Zheng Ai-Hong, Yu Chong, Su Yong-Rui, Peng Min, Chen Jian-Yuan, Wang Fu-Wei, Zhu Xiu-Ming, Yan Pei-Yuan, Wang Hai-Tao, Shen Jian, Chen Wei-Jun, Li Qiang, Chen Yuan, Chen Yi, Wang Yin-Shuang, Gu Hang-Yu, Meng Zhuo-Nan, Zhao Jing-Wen, Ni Wan-Mao, Wang Tian-Hua, Wu Sheng-Lian, Li Min, Wang Zheng, Cheng Ai-Ping, Huang Xiao-Xian, Yang Zi-Yan, Jiang Jia-Hong, Wang Qun-Jiang, Qu Jing, Zhang Shi-Tai, Shi Ke-Ke, Zhang Hua-Xin, Zhang Da-Hong, Wu Guo-Qing
Cancer Center, Department of Medical Oncology, Zhejiang Provincial People's Hospital, Affiliated People's Hospital, Hangzhou Medical College, Hangzhou, China.
Urology & Nephrology Center, Department of Urology, Zhejiang Provincial People's Hospital, Affiliated People's Hospital, Hangzhou Medical College, Hangzhou, China.
Transl Lung Cancer Res. 2025 Jul 31;14(7):2880-2890. doi: 10.21037/tlcr-2025-274. Epub 2025 Jul 28.

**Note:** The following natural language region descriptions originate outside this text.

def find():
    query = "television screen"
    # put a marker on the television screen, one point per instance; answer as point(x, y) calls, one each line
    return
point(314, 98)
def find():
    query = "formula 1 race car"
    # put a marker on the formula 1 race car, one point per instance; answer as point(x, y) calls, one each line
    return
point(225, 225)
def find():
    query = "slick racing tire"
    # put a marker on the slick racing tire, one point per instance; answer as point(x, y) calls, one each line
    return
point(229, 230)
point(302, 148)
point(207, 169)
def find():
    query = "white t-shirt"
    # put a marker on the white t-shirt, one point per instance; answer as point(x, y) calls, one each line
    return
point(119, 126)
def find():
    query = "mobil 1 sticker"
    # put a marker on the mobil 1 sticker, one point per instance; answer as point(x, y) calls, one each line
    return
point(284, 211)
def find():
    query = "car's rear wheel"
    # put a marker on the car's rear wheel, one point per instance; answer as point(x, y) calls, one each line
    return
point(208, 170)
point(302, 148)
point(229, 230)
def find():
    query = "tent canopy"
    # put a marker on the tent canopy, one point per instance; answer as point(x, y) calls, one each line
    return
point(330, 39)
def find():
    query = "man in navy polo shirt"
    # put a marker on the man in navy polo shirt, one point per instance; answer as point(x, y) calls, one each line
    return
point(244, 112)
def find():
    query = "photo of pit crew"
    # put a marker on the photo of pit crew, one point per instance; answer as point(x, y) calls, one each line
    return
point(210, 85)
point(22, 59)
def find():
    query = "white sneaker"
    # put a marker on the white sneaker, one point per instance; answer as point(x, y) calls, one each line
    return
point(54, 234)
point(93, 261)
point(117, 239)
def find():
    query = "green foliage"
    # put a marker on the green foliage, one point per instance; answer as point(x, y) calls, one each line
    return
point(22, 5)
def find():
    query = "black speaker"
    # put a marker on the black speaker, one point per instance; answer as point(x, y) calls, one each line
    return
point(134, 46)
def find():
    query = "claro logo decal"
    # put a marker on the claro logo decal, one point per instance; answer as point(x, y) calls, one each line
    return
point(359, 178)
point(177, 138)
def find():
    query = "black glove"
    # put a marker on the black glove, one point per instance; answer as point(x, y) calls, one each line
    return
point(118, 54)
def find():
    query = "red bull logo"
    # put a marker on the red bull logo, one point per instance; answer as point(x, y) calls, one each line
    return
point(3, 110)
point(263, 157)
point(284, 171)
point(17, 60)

Cancer patients relapsing with leptomeningeal metastases (LM) but without extracranial lesions are usually unsuitable for cellular immunotherapy with tumor-infiltrating lymphocytes (TILs) owing to lack of tumor tissue. TILs generated from heavily pretreated patients, especially those with non-melanoma cancer often have anergic effects and are less toxic to tumors, limiting the antitumor efficacy of lymphocyte-based therapy. Whether using autologous tumor tissue banked in advance addresses the dilemma has not been explored.
We present two cases of non-small cell lung cancer (NSCLC) who relapsed with LM but without extracranial lesions for whom TIL therapy is otherwise unsuitable. Using autologous tumor tissue banked in advance when they initially underwent tumor resection, we successfully generated therapeutic TILs of which the enhancer of zeste homolog 2 (EZH2) activity was further inhibited in regulatory T cells (Tregs). One case received autologous TILs prepared from a cryopreserved pathological complete response lesion and achieved a complete remission of LM that was ongoing till the preparation of this manuscript. The other case was treated with autologous TILs derived from a cryopreserved treatment-naïve tumor tissue and only achieved a transient response manifested by short-term decrease of circulating tumor deoxyribonucleic acid and serum carcinoembryonic antigen.
TILs generated from treatment-responsive lesions and underwent inhibition of EZH2 activity in Tregs have high antitumor efficacy and the banking in advance of treatment-responsive tumor tissue potentially provides a safe and effective adoptive cell therapy (ACT) with TILs for refractory NSCLC patients with LM for whom TIL therapy is otherwise unsuitable.
癌症患者出现软脑膜转移(LM)但无颅外病变时,由于缺乏肿瘤组织,通常不适合采用肿瘤浸润淋巴细胞(TILs)进行细胞免疫治疗。从经过大量预处理的患者,尤其是非黑色素瘤癌症患者中产生的TILs往往具有无反应效应,对肿瘤的毒性较小,限制了基于淋巴细胞疗法的抗肿瘤疗效。预先储存自体肿瘤组织是否能解决这一困境尚未得到探索。
我们报告了两例非小细胞肺癌(NSCLC)患者,他们出现LM复发但无颅外病变,否则不适合进行TIL治疗。利用他们最初进行肿瘤切除时预先储存的自体肿瘤组织,我们成功产生了治疗性TILs,其中在调节性T细胞(Tregs)中zeste同源物2(EZH2)的活性进一步受到抑制。一例患者接受了从冷冻保存的病理完全缓解病变制备的自体TILs治疗,LM实现了完全缓解,直至撰写本稿件时仍在持续缓解。另一例患者接受了从冷冻保存的未经治疗的肿瘤组织衍生的自体TILs治疗,仅获得了短暂反应,表现为循环肿瘤脱氧核糖核酸和血清癌胚抗原短期下降。
从治疗反应性病变产生并在Tregs中EZH2活性受到抑制的TILs具有高抗肿瘤疗效,预先储存治疗反应性肿瘤组织可能为LM难治性NSCLC患者提供一种安全有效的TILs过继性细胞治疗(ACT),否则这些患者不适合进行TIL治疗。